Courts in rural counties need more resources
It is good to be a judge.
At least if you are a judge in Waukesha County where there are 12 judges sharing the workload and who are able to specialize in their particular areas of the law.
In a January 10 piece, Milwaukee Journal Sentinel political columnist Daniel Bice, wrote about Waukesha Circuit Court Judge Brad Schimel. Schimel is a conservative candidate for the Wisconsin Supreme Court, having previously served a term as the state attorney general before losing his reelection bid in 2018.
Bice quotes Schimel’s comments to a conservative online news organization and elsewhere. 'The circuit judge gig is nice,' Schimel told DrydenWire, a conservative online news outlet for northwest Wisconsin, in February 2024. 'You know we have a private bathroom. … Seriously, it's under Supreme Court rules. We have to have a private bathroom. I think that's crazy. I'm not giving it up.”
The piece goes on to quote Schimel about having ample free time as a judge to do things like participate in shooting leagues and be part of a band.
The journalist quotes Schimel about the benefits of being a judge in Waukesha County.
“You set your own hours,' Schimel said. 'I set the hours. Certainly, I've got to get my cases done, but I can decide — you know what? — if I want to do golf on Thursday afternoon, I can do that.”
It is great for Schimel that he has an enviable work-life balance with ample free time to pursue personal interests. This is a goal that is shared, and often unattainable, by many in the workforce whether they are on the factory floor or a c-suite executive.
For fiscal conservatives, the takeaway from the column isn’t so much that Schimel has a sweet gig, but that if he has so much free time on his hands that there are too many judges in Waukesha County.
Circuit court judges are paid by the state government, out of state tax dollars. If there is not enough work to keep their judges busy, the state should reallocate those resources to other parts of the state, particularly in the northern tier of counties.
Wisconsin has 26 counties, including Taylor County, with only one judge, and there are six counties who don’t even have that much, and instead they share their judges with a neighboring county.
High workloads and long hours are normal for these judges who don’t have the luxury of specializing in the types of cases they hear, but instead must be ready to switch from sexual assault trials, to traffic court, to family law, to juvenile court and civil lawsuits sometimes all within the same day.

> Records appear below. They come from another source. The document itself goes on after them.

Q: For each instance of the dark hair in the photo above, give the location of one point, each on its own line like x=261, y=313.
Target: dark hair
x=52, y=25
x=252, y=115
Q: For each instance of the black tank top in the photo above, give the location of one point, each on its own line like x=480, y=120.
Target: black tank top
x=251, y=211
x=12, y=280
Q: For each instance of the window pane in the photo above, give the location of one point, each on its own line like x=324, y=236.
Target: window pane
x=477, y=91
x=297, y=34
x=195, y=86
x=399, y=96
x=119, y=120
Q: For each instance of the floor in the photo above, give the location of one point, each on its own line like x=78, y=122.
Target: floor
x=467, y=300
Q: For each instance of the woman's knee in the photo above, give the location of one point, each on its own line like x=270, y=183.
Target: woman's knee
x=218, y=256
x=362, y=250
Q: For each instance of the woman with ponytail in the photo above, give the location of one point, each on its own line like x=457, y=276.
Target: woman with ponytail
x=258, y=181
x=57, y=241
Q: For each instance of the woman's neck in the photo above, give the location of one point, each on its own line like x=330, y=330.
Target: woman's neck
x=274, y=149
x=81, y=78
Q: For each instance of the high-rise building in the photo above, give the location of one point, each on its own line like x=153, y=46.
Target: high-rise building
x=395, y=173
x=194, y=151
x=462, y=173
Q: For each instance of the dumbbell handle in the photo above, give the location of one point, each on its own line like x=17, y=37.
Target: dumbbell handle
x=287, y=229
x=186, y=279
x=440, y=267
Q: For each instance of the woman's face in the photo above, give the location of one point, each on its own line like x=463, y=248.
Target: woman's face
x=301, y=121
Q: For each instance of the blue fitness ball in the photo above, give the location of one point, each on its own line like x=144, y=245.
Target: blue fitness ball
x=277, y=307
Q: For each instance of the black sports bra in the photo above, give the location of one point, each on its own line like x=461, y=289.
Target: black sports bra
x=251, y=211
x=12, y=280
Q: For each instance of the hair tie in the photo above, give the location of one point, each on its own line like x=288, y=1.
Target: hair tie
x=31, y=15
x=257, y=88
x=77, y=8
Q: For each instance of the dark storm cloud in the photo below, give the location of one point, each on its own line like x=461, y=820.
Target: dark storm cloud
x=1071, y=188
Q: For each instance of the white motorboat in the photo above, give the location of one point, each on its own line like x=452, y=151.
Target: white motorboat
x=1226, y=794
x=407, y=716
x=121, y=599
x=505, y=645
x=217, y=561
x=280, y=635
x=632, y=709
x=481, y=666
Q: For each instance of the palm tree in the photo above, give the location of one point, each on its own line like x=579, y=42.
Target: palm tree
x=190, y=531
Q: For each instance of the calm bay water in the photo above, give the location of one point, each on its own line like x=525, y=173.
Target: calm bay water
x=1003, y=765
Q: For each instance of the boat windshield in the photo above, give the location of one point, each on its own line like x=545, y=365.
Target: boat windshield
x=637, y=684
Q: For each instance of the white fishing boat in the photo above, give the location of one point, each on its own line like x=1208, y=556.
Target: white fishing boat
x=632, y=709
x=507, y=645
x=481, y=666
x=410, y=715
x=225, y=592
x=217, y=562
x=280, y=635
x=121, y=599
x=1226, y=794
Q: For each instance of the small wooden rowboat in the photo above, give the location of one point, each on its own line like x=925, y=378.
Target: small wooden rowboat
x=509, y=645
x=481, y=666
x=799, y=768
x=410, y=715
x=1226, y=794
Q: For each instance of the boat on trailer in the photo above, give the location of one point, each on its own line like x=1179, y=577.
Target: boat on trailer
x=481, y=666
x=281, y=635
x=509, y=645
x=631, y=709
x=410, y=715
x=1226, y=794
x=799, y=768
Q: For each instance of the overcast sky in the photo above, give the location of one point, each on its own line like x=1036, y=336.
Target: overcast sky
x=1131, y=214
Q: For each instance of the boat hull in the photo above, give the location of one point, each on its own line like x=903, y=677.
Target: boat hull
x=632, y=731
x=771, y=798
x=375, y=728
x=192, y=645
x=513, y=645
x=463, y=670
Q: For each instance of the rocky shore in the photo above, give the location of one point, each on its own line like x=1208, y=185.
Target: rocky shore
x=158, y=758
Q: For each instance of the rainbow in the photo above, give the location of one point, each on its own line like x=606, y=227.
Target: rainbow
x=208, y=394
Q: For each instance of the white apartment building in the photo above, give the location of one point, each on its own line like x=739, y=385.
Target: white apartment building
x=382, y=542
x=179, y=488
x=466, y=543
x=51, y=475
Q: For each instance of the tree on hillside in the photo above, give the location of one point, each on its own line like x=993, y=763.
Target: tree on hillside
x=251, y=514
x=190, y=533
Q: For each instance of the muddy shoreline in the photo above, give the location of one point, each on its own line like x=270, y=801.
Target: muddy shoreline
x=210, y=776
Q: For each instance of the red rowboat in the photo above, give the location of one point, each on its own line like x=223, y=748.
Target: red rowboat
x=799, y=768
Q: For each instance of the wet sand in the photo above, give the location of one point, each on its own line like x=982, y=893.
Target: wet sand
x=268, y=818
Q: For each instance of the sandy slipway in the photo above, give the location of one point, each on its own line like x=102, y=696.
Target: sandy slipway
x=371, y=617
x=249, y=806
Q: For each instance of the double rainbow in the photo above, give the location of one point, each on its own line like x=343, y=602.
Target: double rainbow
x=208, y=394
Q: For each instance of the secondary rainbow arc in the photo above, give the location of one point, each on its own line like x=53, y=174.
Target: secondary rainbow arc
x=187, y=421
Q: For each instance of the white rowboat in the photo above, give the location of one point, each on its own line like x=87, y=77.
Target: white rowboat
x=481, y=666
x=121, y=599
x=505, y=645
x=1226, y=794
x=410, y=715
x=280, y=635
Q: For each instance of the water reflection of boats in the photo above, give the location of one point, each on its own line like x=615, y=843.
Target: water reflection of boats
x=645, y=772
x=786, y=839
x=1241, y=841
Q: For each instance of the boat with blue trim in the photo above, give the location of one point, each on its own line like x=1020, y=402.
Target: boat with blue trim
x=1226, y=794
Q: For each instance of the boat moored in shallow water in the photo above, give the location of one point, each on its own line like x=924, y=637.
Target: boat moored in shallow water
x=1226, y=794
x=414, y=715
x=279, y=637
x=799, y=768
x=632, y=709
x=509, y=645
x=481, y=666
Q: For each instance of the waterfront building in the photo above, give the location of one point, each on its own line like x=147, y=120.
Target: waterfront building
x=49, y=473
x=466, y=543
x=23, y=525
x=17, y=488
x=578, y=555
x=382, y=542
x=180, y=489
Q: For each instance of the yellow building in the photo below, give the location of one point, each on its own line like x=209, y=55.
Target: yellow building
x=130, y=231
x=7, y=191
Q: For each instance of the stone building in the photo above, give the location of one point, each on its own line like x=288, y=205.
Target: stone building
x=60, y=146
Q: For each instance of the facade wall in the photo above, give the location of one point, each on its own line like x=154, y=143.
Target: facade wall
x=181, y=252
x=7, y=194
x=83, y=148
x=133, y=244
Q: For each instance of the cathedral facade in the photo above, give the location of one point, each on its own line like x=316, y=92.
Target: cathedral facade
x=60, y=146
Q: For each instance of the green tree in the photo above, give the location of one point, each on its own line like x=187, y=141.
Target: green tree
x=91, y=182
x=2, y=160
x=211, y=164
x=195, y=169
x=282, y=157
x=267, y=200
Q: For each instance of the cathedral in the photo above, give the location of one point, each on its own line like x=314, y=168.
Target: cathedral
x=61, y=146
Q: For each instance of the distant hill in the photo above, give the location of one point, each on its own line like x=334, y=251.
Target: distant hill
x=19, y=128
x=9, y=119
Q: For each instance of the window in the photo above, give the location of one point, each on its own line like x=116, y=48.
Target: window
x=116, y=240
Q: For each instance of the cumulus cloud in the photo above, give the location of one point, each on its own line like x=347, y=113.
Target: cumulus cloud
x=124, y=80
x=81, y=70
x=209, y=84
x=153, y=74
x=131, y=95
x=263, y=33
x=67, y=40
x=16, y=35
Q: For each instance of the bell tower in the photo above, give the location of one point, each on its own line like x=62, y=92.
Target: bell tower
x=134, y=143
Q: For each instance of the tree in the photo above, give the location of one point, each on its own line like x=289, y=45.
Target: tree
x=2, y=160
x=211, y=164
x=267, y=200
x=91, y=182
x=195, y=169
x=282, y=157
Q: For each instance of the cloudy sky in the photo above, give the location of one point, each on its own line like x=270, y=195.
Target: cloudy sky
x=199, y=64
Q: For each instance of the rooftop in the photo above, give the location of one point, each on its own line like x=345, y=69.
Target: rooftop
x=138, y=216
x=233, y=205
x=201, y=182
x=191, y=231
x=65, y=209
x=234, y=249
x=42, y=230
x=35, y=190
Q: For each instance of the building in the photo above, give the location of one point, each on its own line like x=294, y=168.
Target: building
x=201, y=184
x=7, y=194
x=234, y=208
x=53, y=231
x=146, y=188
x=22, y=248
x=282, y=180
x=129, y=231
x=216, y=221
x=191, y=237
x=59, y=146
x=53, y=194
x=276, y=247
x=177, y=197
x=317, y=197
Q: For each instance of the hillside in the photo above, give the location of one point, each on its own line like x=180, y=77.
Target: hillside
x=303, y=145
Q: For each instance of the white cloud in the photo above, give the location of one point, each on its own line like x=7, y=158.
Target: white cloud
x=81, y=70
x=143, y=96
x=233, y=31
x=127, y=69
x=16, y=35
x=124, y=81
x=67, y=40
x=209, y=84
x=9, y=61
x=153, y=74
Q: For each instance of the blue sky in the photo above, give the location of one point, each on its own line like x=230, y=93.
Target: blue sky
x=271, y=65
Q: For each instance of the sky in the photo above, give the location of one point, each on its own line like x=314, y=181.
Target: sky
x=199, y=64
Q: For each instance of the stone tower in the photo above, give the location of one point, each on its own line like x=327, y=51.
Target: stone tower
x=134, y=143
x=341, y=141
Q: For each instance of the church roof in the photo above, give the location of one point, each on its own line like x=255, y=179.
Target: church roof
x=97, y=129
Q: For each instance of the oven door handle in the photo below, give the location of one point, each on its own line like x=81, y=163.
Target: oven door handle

This heavy workload and full court schedules are a contributing factor to delays in cases and the burnout endemic among judges. Neither of these is good for anyone.
Schimel is running for a seat on the state Supreme Court, a job that oversees the court system. Hopefully during the campaign trail he will realize that his ample free time as a Waukesha County judge is the exception rather than the rule and that if he is elected, will work to reallocate resources to bring relief to judges in more rural portions of the state.